The DEI Office has conducted several similar climate surveys over the past year. Previous campus climate surveys were sent to a total audience of 8,500 people, with questions that were tailored to staff and students finding 72 percent of the campus community is satisfied with the current campus climate.
In an email interview with University spokeswoman Kim Broekhuizen, she said ADVANCE, a U-M specific survey and research resource, did not survey the nearly 5,000 faculty members — librarians, archivists and postdoctoral fellows — that are included in the most recent survey.
“This is the University’s way of making sure everyone on our campus has a chance to participate in the survey,” Broekhuizen said. “The results of the census survey offer individual schools, colleges and other units on campus findings unique to those units.”
Broekhuizen also said both surveys released are about the campus climate related to diversity, equity and inclusion; however, some questions may differ. The questions were written by the Office of DEI, campus community and survey research experts as well as other community advisory committees, according to the press release.
The DEI Office put forth a five-year strategy last year. According to the DEI’s online plan, its strategy to expand University diversity and inclusivity is three-pronged. The first strategy is to “Create an Inclusive and Equitable Campus Climate,” second is to “Recruit, Retain and Develop a Diverse Community” and the third and final is to “Support Innovative and Inclusive Scholarship and Teaching.” The press release on the DEI survey states its goal is to gather data and statistics as it relates to the campus climate on diversity, equity and inclusion.
In an interview with The Daily, University President Mark Schlissel discussed the progress of the DEI plan and his feelings on current campus climate. He articulated his excitement regarding a few of the upcoming initiatives in relation to diversity and inclusion, such as Wolverine Pathways, which works with secondary-school students in Detroit, Ypsilanti and Southfield, and provides a path to University admission and a scholarship — as well as the Go Blue Guarantee, which allows any in-state students whose households earn below $65,000 to have their tuition completely covered by the University.
“I think the initiative is off to a good start,” said University President Mark Schlissel in the interview. “But there’s a huge amount of work to be done and there are some things that are immediate and short term, and there are other things that we start now and we are going to have to be continued for a long time.”
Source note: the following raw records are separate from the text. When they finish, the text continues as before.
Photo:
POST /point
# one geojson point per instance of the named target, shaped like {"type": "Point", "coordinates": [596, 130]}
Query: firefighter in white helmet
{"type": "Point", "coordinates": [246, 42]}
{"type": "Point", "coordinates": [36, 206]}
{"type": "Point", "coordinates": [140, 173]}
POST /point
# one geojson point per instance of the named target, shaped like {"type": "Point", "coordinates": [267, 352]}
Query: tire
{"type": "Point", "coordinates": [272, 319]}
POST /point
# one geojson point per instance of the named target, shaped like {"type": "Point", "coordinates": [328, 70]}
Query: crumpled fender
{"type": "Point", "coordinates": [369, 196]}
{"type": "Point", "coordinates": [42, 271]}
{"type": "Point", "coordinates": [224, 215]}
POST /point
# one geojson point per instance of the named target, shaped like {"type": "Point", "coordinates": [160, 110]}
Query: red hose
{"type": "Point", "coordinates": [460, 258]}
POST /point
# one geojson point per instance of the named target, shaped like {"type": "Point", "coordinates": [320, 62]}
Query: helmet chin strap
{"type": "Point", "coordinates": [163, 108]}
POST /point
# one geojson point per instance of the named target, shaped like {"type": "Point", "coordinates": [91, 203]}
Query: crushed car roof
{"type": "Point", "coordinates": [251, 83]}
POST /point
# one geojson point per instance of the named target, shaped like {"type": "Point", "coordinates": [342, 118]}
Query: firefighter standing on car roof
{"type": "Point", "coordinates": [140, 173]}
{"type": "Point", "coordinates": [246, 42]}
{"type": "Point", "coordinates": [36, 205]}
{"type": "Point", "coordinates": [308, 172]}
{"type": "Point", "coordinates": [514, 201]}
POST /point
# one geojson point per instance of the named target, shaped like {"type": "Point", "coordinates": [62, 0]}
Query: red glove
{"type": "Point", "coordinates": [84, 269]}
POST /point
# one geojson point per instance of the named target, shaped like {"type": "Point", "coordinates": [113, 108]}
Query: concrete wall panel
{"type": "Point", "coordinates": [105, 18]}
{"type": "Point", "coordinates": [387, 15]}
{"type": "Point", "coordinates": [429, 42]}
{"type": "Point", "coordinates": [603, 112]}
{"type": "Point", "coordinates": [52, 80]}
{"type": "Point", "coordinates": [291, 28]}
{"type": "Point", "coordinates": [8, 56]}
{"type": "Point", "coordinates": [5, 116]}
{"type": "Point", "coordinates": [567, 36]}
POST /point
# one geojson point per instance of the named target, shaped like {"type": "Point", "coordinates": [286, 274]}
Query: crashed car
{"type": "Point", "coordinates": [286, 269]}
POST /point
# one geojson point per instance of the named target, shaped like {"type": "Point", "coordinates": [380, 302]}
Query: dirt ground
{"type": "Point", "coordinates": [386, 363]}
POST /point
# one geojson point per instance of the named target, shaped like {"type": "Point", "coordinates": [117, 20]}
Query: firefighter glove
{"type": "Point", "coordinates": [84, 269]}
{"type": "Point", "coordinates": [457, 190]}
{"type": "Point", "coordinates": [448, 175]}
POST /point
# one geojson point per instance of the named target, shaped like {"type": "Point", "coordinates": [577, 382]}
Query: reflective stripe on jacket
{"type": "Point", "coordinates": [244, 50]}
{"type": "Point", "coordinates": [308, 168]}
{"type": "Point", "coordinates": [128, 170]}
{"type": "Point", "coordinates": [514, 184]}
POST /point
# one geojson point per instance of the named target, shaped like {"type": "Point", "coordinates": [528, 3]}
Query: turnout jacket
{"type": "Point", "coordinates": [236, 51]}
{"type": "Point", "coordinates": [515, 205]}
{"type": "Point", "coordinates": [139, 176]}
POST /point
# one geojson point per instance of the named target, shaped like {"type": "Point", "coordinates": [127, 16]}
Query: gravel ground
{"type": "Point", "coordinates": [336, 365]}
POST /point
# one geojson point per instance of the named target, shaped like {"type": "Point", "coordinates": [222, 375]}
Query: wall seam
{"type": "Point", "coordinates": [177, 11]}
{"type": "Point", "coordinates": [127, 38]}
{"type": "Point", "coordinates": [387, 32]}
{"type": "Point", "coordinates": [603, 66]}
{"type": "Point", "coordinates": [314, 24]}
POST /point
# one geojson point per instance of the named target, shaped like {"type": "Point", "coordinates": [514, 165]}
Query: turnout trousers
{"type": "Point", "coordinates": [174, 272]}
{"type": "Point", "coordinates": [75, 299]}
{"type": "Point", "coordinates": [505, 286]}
Schlissel referenced postdoctoral faculty members in his interview, one of the targets of the DEI survey. He mentioned the effectiveness of the LSA postdoctorate program, potential faculty members who have completed their Ph.D.s but are not yet ready for an independent position, and its diversity plan. The LSA postdoctorate fellowship sets aside postdoctoral slots for those who study diversity and for those who create a more diverse and equitable community.
In an April 2017 press release, the University announced the creation of the LSA Collegiate Postdoctoral Fellowship Program. As part of the DEI’s five-year strategic plan, the LCPFP looks to promote faculty and research diversity throughout the institution.
“We have made a commitment to ensure a scholarly environment that will meet the needs of our diverse community,” said LSA Dean Andrew D. Martin in the press release. “Through LCPFP, we hope to recruit outstanding individuals that will view LSA as an academic home and who will positively impact the very culture and structure of our university, college and individual units.”
The survey targets the greater postdoctorate program as well as consists of nearly 1,500 current postdoctorates distributed among the 21 separate schools, colleges, institutes and 155 departments, according to Matt Nelson, the director of communications of Rackham Graduate School.
“We at Rackham, who support postdoc fellows and oversee the quality of postdoctoral training across the university, wholly embrace a commitment to enhancing diversity,” Nelson said.
Chief diversity officer Robert Sellers, and vice provost for equity and inclusion, will oversee this survey and has overseen similar DEI surveys in the past.
The survey will stay open until Dec. 8 and the results will be released by spring 2018.